Snowflake-Chef Sridhar Ramaswamy: „Oft genügt ein kleines, günstiges Modell.“ Foto: AP Photo/Jeff Chiu
San Francisco. Der Chef des US-Unternehmens Snowflake äußert sich zurückhaltend zu den Cloud-Plänen von Meta. Auf die Frage, ob der Cloud-Datenanbieter künftig auch mit dem Facebook-Mutterkonzern zusammenarbeiten werde, winkt Sridhar Ramaswamy ab. „Das braucht Zeit“, sagte er am Mittwoch im Gespräch mit dem Handelsblatt.
Zuvor hatte die Agentur Bloomberg unter Berufung auf Insider berichtet, dass Meta ins Geschäft mit Datenzentren einsteigen wolle.

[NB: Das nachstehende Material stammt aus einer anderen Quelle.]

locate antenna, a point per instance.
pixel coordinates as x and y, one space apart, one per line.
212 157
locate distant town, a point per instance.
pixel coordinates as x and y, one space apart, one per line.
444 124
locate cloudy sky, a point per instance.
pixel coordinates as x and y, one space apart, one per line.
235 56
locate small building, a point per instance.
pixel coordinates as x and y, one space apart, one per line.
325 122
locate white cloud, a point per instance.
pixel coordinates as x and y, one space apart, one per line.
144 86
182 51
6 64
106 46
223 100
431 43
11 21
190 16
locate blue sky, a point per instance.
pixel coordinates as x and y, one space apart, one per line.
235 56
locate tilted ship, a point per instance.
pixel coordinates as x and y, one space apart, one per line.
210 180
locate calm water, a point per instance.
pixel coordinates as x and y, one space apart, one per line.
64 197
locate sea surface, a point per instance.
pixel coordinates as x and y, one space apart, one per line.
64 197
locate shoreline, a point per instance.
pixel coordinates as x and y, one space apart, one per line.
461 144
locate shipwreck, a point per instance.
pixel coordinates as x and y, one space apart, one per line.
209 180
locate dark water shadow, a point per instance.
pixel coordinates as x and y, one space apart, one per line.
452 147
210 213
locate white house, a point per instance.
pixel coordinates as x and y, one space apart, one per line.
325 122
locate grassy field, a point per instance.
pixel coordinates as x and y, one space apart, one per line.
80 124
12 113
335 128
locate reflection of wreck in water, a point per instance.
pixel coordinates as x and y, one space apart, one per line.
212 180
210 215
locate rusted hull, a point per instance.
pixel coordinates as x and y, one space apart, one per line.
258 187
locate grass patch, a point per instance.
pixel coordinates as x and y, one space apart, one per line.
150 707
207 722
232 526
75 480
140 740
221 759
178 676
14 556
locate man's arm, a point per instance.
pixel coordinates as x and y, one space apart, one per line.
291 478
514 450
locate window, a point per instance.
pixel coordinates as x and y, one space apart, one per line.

Aus dem Konzernumfeld wurde dem Handelsblatt eine entsprechende Prüfung bestätigt. Die Meta-Aktie gewann knapp neun Prozent.
Ramaswamy zeigt sich jedoch skeptisch. „Unsere Kunden sind äußerst wählerisch, wo genau sie ihre Daten speichern. Und als Unternehmen respektieren wir diese Zurückhaltung“, sagte er. „Der Aufwand, eine neue Cloud-Plattform als vertrauenswürdigen Speicherort zu etablieren, ist hoch.“
Snowflake arbeite deshalb praktisch ausschließlich mit den drei etablierten Cloud-Anbietern AWS, Azure und Google zusammen. Auch neue Anbieter, darunter Oracle und spezialisierte sogenannte Neoclouds wie Coreweave, unterstütze man bislang nicht. Deren Infrastruktur sei noch vergleichsweise unausgereift, sagte Ramaswamy.